The keynote lasted most of the morning, but in the afternoon Don Griffin came back on stage to tell us more about what’s coming soon in Ext JS. Don heads up Ext JS these days, and is one of the most intelligent and experienced people I’ve had the joy of working with. I’m pretty sure he gained the largest amount of spontaneous applause of the day during the Ext JS talk, which is no surprise given the awesome stuff he showed us.

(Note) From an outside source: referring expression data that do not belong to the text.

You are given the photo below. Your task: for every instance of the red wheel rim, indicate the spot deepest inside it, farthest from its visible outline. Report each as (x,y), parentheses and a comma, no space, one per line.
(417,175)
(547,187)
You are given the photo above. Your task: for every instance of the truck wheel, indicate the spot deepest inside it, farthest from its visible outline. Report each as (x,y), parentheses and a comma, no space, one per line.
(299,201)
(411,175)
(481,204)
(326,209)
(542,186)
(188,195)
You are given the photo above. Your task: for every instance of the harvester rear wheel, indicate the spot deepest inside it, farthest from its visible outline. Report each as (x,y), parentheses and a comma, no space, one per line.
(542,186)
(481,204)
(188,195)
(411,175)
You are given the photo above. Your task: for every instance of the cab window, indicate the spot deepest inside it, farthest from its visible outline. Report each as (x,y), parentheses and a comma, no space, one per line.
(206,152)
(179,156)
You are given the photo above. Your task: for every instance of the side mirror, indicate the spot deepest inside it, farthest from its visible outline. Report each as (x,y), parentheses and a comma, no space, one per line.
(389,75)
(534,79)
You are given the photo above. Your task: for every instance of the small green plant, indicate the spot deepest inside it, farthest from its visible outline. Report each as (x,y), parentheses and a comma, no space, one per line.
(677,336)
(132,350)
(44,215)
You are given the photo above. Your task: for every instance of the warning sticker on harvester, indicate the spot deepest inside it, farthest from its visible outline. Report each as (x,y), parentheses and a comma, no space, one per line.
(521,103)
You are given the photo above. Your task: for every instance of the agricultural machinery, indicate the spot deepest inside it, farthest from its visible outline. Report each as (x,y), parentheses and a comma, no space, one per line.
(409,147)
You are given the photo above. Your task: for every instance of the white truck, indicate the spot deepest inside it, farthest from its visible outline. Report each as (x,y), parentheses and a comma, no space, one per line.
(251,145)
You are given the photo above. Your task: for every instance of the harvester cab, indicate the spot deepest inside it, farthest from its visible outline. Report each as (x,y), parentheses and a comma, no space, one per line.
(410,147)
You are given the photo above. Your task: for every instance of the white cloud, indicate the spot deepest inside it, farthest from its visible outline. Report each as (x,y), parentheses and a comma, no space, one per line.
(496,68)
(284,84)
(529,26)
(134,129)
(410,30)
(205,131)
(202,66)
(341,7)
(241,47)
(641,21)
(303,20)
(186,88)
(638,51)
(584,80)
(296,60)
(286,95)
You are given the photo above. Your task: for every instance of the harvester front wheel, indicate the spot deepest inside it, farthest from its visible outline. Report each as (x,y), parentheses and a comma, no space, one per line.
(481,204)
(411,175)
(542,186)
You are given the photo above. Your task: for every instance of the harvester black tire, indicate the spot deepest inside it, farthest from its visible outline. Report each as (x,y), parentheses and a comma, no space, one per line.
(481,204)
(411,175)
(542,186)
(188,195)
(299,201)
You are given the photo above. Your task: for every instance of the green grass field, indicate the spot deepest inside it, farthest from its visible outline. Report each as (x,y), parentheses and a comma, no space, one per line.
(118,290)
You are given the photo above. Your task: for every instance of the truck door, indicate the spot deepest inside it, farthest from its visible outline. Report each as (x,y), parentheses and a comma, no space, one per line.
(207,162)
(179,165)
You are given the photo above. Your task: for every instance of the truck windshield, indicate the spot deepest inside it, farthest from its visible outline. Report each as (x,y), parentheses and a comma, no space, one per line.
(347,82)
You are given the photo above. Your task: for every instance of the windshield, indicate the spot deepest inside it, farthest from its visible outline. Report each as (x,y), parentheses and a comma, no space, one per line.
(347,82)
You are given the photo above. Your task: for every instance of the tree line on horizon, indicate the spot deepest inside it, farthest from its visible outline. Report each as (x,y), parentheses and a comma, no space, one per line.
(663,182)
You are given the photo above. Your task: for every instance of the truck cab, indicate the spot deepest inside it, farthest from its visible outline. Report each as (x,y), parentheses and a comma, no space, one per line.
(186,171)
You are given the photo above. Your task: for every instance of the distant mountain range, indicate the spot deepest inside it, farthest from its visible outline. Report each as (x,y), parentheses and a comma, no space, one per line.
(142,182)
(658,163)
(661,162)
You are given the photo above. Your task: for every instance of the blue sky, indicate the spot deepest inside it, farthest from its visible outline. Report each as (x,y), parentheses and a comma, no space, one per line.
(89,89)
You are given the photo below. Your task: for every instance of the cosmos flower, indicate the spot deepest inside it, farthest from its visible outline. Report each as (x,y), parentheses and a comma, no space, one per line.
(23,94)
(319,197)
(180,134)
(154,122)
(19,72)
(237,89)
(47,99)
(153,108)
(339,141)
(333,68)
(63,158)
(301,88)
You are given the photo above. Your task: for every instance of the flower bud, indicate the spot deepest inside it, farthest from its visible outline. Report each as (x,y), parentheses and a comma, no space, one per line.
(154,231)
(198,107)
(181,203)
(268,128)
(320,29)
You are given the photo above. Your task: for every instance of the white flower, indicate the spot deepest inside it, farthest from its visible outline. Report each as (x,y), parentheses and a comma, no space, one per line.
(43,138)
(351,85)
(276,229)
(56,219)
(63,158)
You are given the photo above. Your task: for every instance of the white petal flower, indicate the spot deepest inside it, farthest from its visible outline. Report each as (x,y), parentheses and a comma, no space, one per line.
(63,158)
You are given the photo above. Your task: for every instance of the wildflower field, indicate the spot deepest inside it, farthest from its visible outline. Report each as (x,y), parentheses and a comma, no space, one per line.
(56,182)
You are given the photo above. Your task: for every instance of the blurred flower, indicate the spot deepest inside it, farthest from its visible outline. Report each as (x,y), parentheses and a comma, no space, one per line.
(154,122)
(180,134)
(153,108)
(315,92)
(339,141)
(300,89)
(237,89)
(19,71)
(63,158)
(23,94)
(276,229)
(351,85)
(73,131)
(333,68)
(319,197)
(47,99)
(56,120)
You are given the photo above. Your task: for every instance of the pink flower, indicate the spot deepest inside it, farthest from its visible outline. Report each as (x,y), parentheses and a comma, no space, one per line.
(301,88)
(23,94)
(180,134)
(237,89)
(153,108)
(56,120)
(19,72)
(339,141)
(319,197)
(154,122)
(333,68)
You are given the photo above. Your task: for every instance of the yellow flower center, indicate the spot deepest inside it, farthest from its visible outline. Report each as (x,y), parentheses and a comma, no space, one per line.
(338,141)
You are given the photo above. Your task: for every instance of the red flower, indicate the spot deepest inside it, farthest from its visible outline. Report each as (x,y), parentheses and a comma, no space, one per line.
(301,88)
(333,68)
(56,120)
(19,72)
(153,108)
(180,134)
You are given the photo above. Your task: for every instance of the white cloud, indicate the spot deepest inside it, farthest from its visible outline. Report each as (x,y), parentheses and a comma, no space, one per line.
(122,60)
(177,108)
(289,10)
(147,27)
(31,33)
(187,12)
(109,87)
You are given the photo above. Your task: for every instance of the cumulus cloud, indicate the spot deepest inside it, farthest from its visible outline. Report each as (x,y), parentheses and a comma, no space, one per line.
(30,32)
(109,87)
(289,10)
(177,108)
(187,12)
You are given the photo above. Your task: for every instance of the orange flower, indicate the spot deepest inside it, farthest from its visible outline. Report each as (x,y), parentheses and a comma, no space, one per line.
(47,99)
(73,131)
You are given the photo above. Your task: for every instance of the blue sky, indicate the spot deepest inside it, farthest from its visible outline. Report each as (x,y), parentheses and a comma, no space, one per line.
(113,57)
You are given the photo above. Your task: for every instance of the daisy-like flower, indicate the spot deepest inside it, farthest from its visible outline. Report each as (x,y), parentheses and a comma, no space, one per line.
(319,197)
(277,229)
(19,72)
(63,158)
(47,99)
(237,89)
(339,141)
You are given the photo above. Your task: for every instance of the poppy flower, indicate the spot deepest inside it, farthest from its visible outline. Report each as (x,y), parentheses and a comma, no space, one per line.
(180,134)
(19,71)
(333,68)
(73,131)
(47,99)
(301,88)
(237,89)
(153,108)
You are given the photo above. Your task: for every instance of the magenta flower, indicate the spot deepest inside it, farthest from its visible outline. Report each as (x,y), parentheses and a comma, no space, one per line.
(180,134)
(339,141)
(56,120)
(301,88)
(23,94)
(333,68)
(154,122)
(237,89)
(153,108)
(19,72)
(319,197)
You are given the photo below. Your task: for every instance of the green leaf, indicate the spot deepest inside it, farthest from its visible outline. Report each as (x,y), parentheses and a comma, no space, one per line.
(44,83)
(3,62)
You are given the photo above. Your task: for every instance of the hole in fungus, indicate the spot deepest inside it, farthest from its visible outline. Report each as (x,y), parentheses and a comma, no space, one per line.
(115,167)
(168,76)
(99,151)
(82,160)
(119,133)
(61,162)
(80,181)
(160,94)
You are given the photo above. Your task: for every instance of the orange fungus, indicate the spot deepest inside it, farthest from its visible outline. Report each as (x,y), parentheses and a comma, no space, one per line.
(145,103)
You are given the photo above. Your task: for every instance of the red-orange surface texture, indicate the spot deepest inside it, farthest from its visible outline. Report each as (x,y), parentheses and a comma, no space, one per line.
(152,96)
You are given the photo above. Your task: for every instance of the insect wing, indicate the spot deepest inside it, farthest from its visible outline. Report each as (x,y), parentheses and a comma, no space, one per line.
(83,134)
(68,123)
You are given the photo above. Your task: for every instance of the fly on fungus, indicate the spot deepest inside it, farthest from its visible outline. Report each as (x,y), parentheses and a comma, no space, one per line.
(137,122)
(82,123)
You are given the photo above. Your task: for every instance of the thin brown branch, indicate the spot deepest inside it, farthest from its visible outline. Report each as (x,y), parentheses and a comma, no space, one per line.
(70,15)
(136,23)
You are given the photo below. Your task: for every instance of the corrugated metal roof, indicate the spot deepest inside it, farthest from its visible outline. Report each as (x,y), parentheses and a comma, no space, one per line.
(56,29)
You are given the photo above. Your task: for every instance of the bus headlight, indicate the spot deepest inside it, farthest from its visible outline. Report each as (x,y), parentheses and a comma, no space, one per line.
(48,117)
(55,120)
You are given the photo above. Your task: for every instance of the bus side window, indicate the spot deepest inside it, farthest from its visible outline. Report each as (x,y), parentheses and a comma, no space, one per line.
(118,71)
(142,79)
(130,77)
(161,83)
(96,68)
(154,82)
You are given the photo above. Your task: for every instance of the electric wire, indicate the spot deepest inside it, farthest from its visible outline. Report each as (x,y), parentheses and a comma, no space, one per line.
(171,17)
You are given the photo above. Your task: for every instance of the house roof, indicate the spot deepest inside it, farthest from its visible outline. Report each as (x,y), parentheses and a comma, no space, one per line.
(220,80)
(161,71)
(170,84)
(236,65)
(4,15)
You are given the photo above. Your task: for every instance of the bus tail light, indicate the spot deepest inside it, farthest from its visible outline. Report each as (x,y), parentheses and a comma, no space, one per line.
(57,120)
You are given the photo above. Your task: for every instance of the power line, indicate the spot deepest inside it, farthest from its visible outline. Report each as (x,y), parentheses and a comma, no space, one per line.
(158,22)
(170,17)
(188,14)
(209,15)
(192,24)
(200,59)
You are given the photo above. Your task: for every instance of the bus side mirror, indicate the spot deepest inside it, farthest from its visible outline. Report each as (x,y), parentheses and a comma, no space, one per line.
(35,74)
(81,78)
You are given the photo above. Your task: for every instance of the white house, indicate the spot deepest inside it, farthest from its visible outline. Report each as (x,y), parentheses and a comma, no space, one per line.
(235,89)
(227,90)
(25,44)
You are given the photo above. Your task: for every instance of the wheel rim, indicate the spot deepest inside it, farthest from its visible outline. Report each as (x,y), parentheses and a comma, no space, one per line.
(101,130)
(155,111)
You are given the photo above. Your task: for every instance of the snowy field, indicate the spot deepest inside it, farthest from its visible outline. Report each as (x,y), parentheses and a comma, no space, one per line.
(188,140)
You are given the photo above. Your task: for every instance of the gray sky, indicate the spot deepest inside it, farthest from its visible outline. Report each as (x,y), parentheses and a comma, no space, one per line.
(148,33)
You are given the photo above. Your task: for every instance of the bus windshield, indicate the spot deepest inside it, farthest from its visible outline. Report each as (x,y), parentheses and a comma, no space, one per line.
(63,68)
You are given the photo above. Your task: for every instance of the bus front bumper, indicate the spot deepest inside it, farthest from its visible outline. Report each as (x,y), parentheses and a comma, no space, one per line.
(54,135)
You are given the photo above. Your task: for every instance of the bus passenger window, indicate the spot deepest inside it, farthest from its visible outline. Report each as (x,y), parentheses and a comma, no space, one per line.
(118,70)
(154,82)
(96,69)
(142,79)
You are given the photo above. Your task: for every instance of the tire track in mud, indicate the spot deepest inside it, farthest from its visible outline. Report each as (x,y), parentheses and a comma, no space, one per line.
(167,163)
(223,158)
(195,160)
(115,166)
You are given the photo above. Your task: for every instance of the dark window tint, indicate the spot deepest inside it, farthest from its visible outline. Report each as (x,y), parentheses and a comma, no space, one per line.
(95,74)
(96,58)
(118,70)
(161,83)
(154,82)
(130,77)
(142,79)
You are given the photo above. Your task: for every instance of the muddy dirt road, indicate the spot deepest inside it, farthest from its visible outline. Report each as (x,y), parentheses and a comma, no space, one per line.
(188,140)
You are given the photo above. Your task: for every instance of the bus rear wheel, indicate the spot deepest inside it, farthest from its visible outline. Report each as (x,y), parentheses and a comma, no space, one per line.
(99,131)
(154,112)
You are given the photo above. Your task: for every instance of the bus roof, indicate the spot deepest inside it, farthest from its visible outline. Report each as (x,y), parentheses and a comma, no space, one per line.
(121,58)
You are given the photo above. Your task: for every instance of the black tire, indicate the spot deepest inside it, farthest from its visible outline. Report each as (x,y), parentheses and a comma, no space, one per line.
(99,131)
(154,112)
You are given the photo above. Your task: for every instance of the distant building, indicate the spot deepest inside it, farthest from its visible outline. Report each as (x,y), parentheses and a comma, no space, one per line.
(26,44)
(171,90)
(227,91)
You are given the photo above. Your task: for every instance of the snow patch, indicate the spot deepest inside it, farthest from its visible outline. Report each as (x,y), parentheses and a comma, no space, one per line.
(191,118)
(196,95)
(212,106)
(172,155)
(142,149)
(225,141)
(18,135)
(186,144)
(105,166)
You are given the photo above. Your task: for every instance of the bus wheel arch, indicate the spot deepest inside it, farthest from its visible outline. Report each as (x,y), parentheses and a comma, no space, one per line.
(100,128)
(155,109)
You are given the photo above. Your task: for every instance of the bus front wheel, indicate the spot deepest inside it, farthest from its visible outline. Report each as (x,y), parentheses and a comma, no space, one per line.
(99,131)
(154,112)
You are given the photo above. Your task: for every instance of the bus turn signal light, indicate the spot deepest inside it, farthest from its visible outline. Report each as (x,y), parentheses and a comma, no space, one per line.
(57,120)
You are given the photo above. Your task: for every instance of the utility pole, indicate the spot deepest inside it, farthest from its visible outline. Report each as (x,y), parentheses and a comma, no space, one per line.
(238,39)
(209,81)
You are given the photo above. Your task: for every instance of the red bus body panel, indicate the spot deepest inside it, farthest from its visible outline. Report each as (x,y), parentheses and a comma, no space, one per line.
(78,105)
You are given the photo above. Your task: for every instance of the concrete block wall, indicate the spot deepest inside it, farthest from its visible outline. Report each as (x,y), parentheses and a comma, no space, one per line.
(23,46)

I forget which order things were revealed in, but these things stood out for me:

  • Touch Support – while this may seem anathema to the thinking behind Ext JS, it’s an undeniable fact that people try to use Ext JS applications on tablets. Whether they should or not is a different question, but in this next release it will be officially supported by the framework. Momentum scrolling, pinch to zoom and dragdrop resizing are all supported at your fingertips.
  • Grid Gadgets – quite likely the coolest new feature, Gadgets allow you to render any Component into each cell in a Grid, in an extremely CPU and memory efficient manner. Seeing a live grid updating with rich charts and other widgets at high frequency was a fantastic experience
  • Border Layout – allows your users to rearrange the border layouts used in your apps with drag and drop. Easy to switch between accordion layout, box layout or tabs
  • A shedload more. The enforced pub crawl has temporarily relieved me of a full memory. So impressed with everything that was demonstrated today.

Sencha Touch upgrades

Jacky came up and delivered a presentation on what’s coming up in Sencha Touch, using his idiosyncratic and inimitable style. Some of the things that stood out for me:

  • Touch gets a grid. It performs really well and looks great. Good for (sparing) use on tablet apps
  • XML configs. Not sure how I feel about this yet, but ST 2.3 will allow for views to be declared in XML, which is transformed into the normal JSON format under the covers. You end up writing few lines of code, but the overall file size probably doesn’t change too much. With a decent editor the syntax highlighting definitely makes the View code easier to read though
  • ViewModel. Just as we have for encapsulating data models, we now have ViewModel for encapsulating a view model, which includes things like state. Leads to a much improved API for updating Views in response to other changes
  • Theming. 2 additional themes were added, and the others have all been refactored to make theming even easier

Again there’s a lot more here and I couldn’t possibly do it all justice in a blog post. It’s geniunely thrilling to see these young frameworks mature into stellar products that are being used by literally millions of developers. Very exciting.

Architect upgrades

Architect has come a really long way since its inception a couple of years ago. The new features introduced today looked like some of the largest steps forward the product has ever taken. I’m finally getting close to actually thinking about using it in real life (I’m a glutten for editing code in Sublime Text). Some standout features:

  • New template apps to get you up and running with a new app in seconds
  • Integration with Appurify, which allows you to test your Architect apps on real devices hosted by their service
  • Allows you to install third party extensions into Architect, and have them seamlessly integrated into your project

Day 1 Summary

Although I worked with these people for years, somehow I’m still surprised when I see every single developer giving world class presentations. I don’t know how I was able to leave Sencha a year ago, but every time I interact with Abe, Don, Jacky, Tommy, Jamie, Rob, Nige, and all of the other rockstars at that place I’m reminded what a great and unique time that was. Really looking forward to what tomorrow brings!